Last week Bill Ivey won the prestigious NAMM “Music for Life” award, the association’s highest honor. Ivey, part of the Obama/Biden transition team, former head of the NEA, of Vanderbilt University’s Curb Center for Art, Enterprise and Public Policy, and of the Country Music Foundation defies almost all stereotypes of a high-ranking arts administrator.
A folklorist and ethnomusicologist by training, Ivey’s background is in popular and vernacular art, not the classical European high art tradition. He sees quilting, the blues, and gospel as expressions of cultural heritage as important when conceiving of American art as painting, symphonies, and the opera. When asked about this egalitarian definition of art
in an interview with Charlie Rose, Ivey laughed and said “Being a folklorist is both a scholarly pursuit and something of an emotional commitment.”
Ivey is nothing if not committed to the ideal that in order to honor the many different cultures that make up the American landscape the artistic traditions associated with each of those traditions. Listening to him describe the role of art in culture, the lines between highbrow and lowbrow all but disappear.
Also surprising is Ivey’s portrayal of art in today’s economically beleagured landscape as a viable industry.

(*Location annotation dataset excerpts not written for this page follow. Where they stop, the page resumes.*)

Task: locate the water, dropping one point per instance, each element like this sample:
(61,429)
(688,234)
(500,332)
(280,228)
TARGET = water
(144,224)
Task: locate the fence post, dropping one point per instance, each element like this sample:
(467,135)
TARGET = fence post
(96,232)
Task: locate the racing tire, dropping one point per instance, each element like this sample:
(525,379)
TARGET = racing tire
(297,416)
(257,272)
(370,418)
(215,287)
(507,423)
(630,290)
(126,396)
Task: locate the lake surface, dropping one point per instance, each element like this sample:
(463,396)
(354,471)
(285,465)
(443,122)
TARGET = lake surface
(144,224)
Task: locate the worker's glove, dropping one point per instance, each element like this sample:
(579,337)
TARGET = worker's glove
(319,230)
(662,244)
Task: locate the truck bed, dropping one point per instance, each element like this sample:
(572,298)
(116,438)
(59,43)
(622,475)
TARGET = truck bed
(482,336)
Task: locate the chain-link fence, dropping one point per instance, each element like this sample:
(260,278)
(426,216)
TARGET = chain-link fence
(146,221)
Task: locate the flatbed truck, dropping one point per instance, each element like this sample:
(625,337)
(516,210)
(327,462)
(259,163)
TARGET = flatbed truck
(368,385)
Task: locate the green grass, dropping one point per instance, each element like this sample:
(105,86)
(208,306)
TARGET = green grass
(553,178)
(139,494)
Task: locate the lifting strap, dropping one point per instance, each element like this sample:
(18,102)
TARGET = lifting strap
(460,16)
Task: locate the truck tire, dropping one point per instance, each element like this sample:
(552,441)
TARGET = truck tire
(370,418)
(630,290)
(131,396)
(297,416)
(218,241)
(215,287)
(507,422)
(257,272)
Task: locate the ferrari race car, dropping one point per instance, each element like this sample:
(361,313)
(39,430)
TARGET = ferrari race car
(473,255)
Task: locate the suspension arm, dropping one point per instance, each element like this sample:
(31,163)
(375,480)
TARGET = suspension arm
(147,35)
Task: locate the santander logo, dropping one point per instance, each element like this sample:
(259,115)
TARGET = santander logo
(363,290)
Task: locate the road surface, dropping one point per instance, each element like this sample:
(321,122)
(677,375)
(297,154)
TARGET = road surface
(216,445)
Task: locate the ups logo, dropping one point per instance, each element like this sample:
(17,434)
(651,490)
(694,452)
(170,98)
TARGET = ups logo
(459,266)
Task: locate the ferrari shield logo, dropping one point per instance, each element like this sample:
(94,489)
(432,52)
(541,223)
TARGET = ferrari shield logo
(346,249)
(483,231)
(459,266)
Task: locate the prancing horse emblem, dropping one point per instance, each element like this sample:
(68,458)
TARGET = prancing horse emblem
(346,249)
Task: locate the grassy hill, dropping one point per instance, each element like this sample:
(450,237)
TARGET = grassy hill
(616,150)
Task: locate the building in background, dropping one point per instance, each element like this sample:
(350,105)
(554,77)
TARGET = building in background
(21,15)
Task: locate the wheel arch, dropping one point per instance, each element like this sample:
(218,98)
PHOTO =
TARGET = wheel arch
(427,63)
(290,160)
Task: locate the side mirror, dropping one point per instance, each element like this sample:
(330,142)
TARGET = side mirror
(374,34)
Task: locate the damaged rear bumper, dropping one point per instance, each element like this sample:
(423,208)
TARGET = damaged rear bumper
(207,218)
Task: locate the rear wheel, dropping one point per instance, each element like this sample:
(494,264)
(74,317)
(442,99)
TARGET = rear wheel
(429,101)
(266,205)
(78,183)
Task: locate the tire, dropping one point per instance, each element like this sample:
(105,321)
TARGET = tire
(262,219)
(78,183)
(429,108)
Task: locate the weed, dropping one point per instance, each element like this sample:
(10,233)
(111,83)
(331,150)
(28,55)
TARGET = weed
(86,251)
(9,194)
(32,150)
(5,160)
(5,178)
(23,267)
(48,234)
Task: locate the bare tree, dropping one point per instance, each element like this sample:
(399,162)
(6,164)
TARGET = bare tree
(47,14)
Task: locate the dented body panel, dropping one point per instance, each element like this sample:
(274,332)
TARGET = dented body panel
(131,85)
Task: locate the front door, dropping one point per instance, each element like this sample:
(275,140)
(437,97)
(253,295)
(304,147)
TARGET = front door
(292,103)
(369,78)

He has made the case that adding arts funding to the economic stimulus plan is not a luxurious frivolity, but necessary for combating the growing unemployment amongst the nation’s 2 million working artists. He bristles at the suggestion “That an arts worker is not a real worker, and that a carpenter who pounds nails framing a set for an opera company is a less real carpenter than one who pounds nails framing a house.” Ivey points to the music and film industries as a prime example of arts that are significantly profitable industries. Much like FDR’s Works Progress Administration did during the Great Depression, Ivey want to make it a priority to put artists back to work.
But Ivey’s concept of arts is not wholly in terms of profitability. He sights the theater as a prime example of a field well balanced between a self-sustaining economic models, like Broadway, and a non-profit models, community theaters for example, that focus on fostering a thoughtful cultural heritage. The art that is profitable is not always that which pushes the envelope or preserves cultural values. But preservation and experimentation need not be exclusive of profitability. Miami’s expansive art fair, Art Basel, is a prime example of the meeting between cutting edge art and lucrative investments.
Ivey advocates the role of government in arts need to expand past being narrowly concerned with keeping up funding in the public, non-profit sector, to overseeing issues that seriously impact for profit art industries. Tax law, copyright law, media ownership deregulation, and the value of cultural diplomacy art at the top of his list of topics that need be addressed by the national government, if it is to play a vital role in culture.
Perhaps it is not an overstatement to say that Ivey is exactly the national administrator and advocate American culture needs right now; pragmatic, inclusive, incisive, and diplomatic.